The block is going to be attached with a mounting bracket that I am yet to make, and the reservoir is an acrylic, watertight jar with a removable lid. The waterblock will get its leaks fixed today, and then it will be polished, and perhaps painted.
I paid less than 50 dollars for all of this, and I'm willing to bet that when it's 100% done, it will be on par with any $100+ water cooling kit, so I'd keep your pessimistic comments to yourselves until it's shown to not work well.
No. This will reduce performance. On the mating surface, the side of teh block that touches the CPU, do not use anything other than Alcohol and Sandpaper. For the sandpaper, start with 320 grit, and move through them to at least 2k grit. When you are done, wipe it down with alcohol (cleans the material removed off), and look. You should have a mirror surface. If you do not, then do it again, the right way.The block is going to be polished for a few hours, first with sandpaper, then steel wool, then polishing cream, etc.
Negative. You are using 2 separate ideas to make it work, and it will not. antifreeze will reduce Oxidation (aka rust corrosion) in a system. It will not stop or reduce galvanic corrosion. It is specifically used in automobiles to stop the oxidation that occurs from having an open loop cooling system, with non galvanically reactive materials. Generally Aluminum Rad with Aluminum Block/Heads or Copper Rad with Steel Heads and Block. Some systems have carbon fiber or other exotic materials in the system, but as they are nonmetalic, it does not affect it.I'm using antifreeze as opposed to water. Less corrosion, and it's specifically made for cooling metal.
This is not exactly right. Yes Copper is conductive. the whole block being copper will to a point aid cooling. But it will not in the least make up for sloppy design, and poor workmanship.The channels in the block are quarter inch. There are three long channels which run 3/4 of the length of the block, and 2 channels which run half the length. Since it is a solid block, the heat will disperse throughout the entire block, thus making the channels more effective.

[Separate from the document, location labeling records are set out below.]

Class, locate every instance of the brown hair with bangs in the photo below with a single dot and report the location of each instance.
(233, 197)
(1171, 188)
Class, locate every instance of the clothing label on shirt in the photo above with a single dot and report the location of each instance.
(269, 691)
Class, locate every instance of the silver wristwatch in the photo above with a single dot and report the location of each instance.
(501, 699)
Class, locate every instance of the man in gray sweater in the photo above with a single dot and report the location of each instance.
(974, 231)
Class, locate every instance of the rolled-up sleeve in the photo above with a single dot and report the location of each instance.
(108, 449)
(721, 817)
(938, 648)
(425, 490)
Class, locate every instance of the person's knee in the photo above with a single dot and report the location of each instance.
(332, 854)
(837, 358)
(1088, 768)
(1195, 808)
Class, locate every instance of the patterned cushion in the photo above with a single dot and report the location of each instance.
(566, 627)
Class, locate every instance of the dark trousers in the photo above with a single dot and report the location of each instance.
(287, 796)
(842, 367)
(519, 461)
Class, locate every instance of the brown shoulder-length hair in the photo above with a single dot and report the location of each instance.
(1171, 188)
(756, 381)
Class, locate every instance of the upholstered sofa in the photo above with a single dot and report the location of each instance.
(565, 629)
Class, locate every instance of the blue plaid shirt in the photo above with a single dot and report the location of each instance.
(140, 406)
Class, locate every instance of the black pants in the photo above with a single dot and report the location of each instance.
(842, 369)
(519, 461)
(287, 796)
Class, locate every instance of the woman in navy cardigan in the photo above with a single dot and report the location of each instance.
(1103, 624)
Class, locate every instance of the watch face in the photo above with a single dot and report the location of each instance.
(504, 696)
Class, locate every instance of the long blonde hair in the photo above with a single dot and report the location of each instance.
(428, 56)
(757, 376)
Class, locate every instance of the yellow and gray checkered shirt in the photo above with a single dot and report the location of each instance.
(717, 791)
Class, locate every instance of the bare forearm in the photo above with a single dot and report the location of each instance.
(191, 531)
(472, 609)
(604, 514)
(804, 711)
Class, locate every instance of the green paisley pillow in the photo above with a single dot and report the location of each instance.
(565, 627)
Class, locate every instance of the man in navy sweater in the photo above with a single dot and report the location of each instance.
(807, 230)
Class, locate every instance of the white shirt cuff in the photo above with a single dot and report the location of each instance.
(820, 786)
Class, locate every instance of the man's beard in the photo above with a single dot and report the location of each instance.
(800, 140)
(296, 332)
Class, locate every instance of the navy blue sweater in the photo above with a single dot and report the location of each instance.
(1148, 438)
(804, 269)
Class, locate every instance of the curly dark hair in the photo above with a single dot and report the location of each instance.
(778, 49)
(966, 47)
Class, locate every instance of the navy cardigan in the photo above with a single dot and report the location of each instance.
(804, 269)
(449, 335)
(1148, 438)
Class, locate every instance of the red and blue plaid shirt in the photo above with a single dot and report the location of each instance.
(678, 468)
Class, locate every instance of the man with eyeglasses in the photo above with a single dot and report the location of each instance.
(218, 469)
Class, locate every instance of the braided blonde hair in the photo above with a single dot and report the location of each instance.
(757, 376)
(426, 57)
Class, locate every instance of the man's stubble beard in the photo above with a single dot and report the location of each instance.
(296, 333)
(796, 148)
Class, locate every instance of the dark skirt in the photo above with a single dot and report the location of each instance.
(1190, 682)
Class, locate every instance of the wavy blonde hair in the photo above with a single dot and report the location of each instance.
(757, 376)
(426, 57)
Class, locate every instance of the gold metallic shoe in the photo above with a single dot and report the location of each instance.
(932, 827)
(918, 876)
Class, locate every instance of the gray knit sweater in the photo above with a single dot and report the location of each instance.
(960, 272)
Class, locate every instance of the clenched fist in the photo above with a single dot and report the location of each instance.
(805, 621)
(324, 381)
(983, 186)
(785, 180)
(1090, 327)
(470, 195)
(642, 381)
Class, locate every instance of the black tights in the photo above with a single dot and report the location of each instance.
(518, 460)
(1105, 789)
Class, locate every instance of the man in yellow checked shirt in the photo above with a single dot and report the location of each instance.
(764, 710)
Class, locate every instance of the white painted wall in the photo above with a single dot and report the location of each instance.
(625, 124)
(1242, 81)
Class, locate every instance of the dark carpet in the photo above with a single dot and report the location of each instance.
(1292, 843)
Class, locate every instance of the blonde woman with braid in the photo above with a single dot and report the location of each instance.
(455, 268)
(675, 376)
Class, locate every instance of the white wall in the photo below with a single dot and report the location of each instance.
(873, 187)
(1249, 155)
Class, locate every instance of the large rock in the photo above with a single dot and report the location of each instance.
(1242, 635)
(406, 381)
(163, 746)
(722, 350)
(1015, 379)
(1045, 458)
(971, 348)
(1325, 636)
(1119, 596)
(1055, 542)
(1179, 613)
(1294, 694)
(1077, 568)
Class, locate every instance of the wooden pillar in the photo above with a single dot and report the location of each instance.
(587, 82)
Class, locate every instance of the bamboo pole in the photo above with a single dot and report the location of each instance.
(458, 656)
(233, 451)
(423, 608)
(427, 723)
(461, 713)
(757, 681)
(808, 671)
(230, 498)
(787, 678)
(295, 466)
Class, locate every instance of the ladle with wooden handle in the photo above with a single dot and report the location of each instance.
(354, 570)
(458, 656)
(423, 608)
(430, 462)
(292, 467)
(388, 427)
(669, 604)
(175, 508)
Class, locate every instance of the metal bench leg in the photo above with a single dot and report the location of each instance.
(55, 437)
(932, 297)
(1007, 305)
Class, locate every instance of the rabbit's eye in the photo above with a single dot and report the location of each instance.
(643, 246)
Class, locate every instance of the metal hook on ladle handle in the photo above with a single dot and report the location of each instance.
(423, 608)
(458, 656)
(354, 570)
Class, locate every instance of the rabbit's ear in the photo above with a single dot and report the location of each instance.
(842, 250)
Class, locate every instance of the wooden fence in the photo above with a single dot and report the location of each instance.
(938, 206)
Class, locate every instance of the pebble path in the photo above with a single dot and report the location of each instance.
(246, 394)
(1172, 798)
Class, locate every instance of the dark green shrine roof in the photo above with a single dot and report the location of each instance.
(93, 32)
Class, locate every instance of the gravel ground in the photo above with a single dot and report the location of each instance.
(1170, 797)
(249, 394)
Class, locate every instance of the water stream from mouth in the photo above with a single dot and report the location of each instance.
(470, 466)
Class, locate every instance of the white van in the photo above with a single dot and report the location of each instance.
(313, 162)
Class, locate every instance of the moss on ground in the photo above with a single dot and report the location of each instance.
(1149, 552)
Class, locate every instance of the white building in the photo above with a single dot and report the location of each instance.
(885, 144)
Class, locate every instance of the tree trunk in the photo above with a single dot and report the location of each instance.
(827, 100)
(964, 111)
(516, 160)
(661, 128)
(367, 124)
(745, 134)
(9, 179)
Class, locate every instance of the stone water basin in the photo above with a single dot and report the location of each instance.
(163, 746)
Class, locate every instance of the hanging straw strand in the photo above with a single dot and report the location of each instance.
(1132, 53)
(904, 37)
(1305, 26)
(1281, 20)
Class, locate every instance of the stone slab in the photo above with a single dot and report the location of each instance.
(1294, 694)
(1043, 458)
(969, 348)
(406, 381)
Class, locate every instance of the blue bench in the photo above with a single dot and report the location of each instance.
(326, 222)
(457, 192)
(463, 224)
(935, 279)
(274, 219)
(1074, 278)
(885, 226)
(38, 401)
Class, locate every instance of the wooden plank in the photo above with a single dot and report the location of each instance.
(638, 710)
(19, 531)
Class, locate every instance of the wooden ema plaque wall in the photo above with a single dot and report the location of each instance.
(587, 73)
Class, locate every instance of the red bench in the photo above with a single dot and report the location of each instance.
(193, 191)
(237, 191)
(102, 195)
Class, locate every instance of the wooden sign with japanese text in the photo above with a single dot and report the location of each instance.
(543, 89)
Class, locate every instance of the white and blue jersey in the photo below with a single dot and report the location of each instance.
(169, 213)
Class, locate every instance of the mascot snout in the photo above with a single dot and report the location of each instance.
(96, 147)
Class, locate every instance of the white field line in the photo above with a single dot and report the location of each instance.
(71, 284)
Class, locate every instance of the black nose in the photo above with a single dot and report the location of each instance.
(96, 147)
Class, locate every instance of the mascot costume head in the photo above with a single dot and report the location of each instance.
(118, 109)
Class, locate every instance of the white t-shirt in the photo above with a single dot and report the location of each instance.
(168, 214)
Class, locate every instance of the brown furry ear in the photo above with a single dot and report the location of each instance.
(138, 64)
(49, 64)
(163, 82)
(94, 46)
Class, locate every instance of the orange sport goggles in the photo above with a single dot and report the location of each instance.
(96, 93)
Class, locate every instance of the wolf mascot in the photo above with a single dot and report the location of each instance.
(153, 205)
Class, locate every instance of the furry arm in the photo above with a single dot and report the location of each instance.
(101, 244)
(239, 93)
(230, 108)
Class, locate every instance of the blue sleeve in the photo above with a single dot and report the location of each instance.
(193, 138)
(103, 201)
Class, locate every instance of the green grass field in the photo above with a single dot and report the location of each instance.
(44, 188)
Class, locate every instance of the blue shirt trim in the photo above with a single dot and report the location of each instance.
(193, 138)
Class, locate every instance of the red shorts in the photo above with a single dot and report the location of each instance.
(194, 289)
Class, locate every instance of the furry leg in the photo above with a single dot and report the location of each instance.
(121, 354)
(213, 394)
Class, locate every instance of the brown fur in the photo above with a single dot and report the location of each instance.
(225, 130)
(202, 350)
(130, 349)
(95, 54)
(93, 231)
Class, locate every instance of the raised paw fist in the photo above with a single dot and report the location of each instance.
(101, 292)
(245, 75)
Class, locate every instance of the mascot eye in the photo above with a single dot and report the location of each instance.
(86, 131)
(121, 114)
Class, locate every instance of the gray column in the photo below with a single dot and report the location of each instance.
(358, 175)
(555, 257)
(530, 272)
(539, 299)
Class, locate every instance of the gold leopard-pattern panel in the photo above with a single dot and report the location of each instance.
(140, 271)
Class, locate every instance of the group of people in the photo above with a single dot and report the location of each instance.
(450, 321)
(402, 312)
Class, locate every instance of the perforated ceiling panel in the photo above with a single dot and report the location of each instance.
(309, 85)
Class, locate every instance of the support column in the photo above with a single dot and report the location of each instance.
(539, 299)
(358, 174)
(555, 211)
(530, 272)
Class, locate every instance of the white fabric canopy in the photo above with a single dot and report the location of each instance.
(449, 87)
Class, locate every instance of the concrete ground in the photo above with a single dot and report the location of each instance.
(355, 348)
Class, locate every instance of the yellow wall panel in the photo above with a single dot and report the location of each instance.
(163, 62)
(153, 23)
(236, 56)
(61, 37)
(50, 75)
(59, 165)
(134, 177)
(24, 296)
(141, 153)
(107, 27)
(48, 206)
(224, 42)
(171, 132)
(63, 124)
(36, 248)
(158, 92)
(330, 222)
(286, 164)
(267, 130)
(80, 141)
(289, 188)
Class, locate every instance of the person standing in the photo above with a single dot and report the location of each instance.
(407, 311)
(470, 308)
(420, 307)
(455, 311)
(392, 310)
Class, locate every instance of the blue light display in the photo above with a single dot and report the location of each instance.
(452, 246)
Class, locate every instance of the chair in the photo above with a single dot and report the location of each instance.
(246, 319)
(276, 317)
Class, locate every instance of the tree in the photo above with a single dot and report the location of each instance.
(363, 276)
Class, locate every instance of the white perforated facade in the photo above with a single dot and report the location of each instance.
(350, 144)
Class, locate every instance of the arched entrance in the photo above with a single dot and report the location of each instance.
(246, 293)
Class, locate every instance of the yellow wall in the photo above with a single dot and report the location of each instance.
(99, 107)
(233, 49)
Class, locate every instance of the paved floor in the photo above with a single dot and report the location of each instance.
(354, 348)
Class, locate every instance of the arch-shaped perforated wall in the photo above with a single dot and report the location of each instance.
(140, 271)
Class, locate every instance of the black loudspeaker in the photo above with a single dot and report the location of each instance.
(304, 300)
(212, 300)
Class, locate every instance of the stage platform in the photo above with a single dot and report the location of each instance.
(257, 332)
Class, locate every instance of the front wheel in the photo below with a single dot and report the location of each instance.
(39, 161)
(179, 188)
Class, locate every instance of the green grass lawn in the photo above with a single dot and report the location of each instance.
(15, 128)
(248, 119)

I paid less than 50 dollars for all of this...
What I'm wondering is where the other $48.50 was spent...cause quite frankly looks like you went to a junkyard.
I'm all for DIY projects, but it looks like crap, won't work worth a damn, and is essentially a waste of time---
I mean..cmon you used a spice jar as a res...and .10c fittings from a hardware store--you're not even trying.
..
And FYI, I've seen some impressive DIY jobs and was blown away at the skill, creativity, and performance..
Yours looks like a bunch of crap you found in a dumpster and superglued together while drunk...
and I mean that in the semi-nicest way possible.
This ^^Why are you breaking down his project? It's pretty interesting starting from 0 with no money. Just wait until he's finished and shows his results.
You can give tips, comments,... But don't be rude, if he likes his project and he thinks it's good, then it is ok.
This ^^
It is also part of the learning curve.
Reminds me of the comments about Smile's cheap block not looking pretty.
All I want is the report on how good it works.
Run water over anything and the water will pickup pieces of said material. You are running an Aluminum Rad with a copper block. You are creating a galvanic cell between them."Galvanic corrosion (also called ' dissimilar metal corrosion' or wrongly 'electrolysis') refers to corrosion damage induced when two dissimilar materials are coupled in a corrosive electrolyte."
The metals are not touching each other, nor are they electrically charged. I don't see a problem with corrosion here.